Marty Kotis must be removed from the BOT immediately for this gross inappropriate behavior by a board member. I am shocked that Kotis is still on the board at this moment. Remove him now.
Time after time I see these OUTRAGEOUS insults to the University, Staff and Students. So what can I do? Tell me how to be more involved?
Thank you for your comment. Here is what you can do:
1. Contact legislators, UNC-CH Trustee Chair Boliek, and members of the Board of Governors to express your concerns.
2. Be sure to vote for state Senate and House candidates who will appoint governors and trustees that:
I aam SOOOO weary of the UNC Board of Trustees. This conduct is intolerable. Any guidance as to how to impact this would be appreciated. I resent that the NCGA has somehow been able to undermine the reputation of our university system. It is one of NC’s treasures.
Thank you for your comment. Here is what you can do:
1. Contact legislators, UNC-CH Trustee Chair Boliek, and members of the Board of Governors to express your concerns.
2. Be sure to vote for state Senate and House candidates who will appoint governors and trustees that:
If the administration is supposed to stay out of how the student body is run, should not the student body stay out how the university is run?
Generally, the student body does stay out of how the university is run; nevertheless UNC, as is true at most universities, enjoys a certain percentage of students who cares about how the university is run and willing to give voice and action to concerns.

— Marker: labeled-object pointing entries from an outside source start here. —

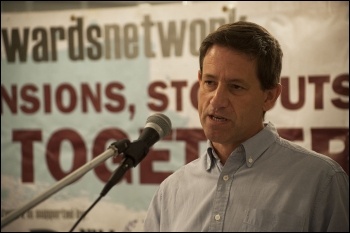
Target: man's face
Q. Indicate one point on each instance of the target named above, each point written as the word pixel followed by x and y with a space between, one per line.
pixel 230 99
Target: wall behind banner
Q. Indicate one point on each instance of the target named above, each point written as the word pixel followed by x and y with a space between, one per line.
pixel 76 80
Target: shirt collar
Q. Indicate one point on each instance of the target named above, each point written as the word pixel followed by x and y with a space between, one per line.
pixel 254 147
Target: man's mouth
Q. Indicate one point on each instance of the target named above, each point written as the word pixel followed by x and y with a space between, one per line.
pixel 217 118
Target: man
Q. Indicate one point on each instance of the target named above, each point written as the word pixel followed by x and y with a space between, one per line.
pixel 249 179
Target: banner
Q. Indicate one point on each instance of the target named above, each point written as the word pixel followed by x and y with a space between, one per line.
pixel 75 81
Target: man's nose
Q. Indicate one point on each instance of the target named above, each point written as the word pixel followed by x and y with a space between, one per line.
pixel 220 98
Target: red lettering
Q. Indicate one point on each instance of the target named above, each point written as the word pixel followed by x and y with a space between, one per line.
pixel 319 81
pixel 285 95
pixel 27 138
pixel 321 138
pixel 178 96
pixel 341 87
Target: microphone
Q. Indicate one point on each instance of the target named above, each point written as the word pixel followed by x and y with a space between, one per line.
pixel 157 126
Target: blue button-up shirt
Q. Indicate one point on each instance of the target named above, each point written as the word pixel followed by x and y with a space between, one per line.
pixel 266 184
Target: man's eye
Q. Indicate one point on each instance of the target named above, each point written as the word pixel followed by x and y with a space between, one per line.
pixel 209 83
pixel 236 87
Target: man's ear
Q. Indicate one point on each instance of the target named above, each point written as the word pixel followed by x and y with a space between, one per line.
pixel 271 95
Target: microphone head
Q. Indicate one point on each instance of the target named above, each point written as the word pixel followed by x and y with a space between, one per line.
pixel 160 123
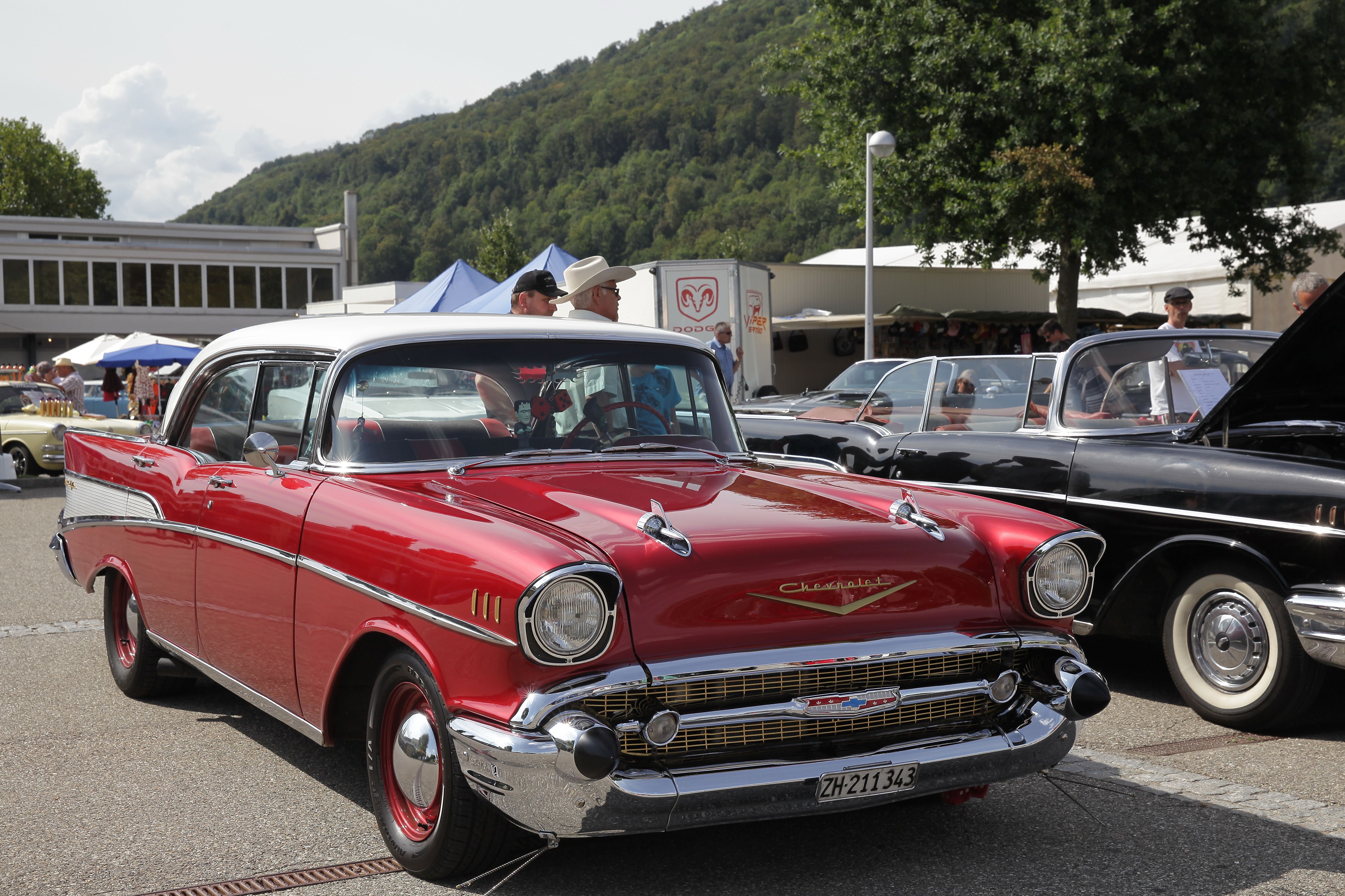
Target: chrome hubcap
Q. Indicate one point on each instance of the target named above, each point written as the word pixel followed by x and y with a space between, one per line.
pixel 416 759
pixel 1228 641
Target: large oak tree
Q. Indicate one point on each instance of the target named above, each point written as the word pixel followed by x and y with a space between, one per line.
pixel 1067 128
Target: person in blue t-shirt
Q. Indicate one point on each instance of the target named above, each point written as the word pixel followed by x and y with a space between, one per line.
pixel 657 388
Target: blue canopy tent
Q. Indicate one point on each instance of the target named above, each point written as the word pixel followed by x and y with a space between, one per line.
pixel 497 301
pixel 459 284
pixel 153 354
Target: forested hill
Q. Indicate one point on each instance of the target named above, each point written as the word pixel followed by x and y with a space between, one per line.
pixel 662 147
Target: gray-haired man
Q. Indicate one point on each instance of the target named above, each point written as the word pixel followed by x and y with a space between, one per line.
pixel 1307 287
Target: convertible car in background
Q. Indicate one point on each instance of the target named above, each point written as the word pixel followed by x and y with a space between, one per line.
pixel 1211 461
pixel 533 567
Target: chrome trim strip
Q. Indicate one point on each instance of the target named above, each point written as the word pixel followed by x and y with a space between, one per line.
pixel 115 486
pixel 253 698
pixel 257 548
pixel 403 603
pixel 1203 515
pixel 797 461
pixel 989 490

And, despite your false equivalency, there is clearly a difference between students speaking truth to power (as well as an obligation to do so) and the BOT acting as a punitive, nosy nanny.
Also, do not neglect that Carolina’s student body president, elected by the student body, is an active, voting member of the BOT. This fact therefore carries with it an expectation of student body involvement in the workings of the BOT.
How the university is run is of intrinsic relevance to students (and faculty/staff). Advocating otherwise, that they should mind their own business, ignores the fact that this is their business and, by and large, their life while at Carolina.